A naming convention is used to determine which sub-folders in the destination need to be excluded when the source files are being copied (to retain the original versions). For ease of explanation lets say any folder names starting with "!stop" should be excluded from the copy process. (!stop* if wildcards considered)
So, here I am wanting the input of those greater than I to tackle this in PS if I'm lucky. I've tinkered with Copy-Item and xcopy today so I'm excited to hear other's input.
Thanks!
-Chris
Give this a shot:
Get-ChildItem -Path C:\Prod -Exclude !stop* -Directory `
| ForEach-Object { Copy-Item -Path C:\Updates\* -Destination $_ -Force }
This grabs each folder (the -Directory switch ensures we only grab folders) in C:\Prod that does not match the filter and pipes it to the ForEach-Object command where we are running the Copy-Item command to copy the files to the directory.
The -Directory switch is not available in every version of PowerShell; I do not know which version it was introduced in off the top of my head.
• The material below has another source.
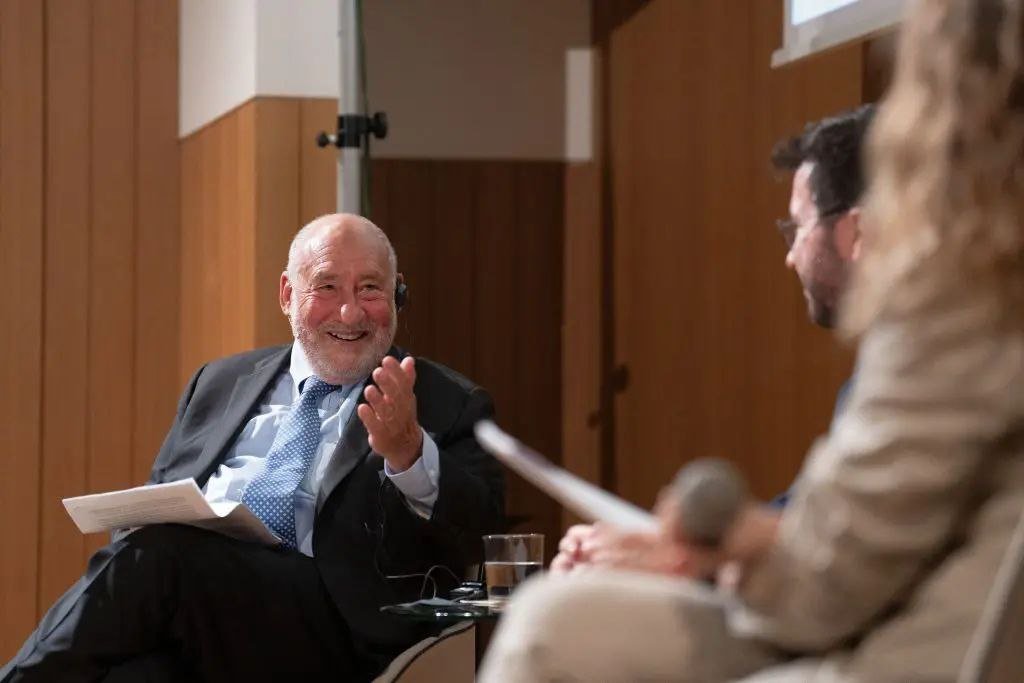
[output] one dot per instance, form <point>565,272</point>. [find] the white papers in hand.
<point>583,498</point>
<point>176,502</point>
If you have an older version of PowerShell that does not support -Directory then you can use this script:
Get-ChildItem -Path C:\Prod -Exclude !stop* `
| Where-Object { $_.PSIsContainer } `
| ForEach-Object { Copy-Item -Path C:\Updates\* -Destination $_ -Force }
To select only sub folders which do not begin with "!stop" do this
$Source = "C:\Updates\*"
$Dest = "C:\Prod"
$Stop = "^!stop"
$Destinations = GCI -Path $Dest |?{$_.PSIsContainer -and $_.Name -notmatch $Stop }
ForEach ($Destination in $Destinations) {
Copy-Item -Path $Source -Destination $Destination.FullName -Force
}
Edited Now copies all files from Update to subs of Source not beginning with "!stop" The -whatif switch shows what would happen, to arm the script remove the -whatif.
Edit2 Streamlined the script. If also Sub/sub-folders of C:\Prod shall receive copies include a -rec option to the gci just in front of he pipe.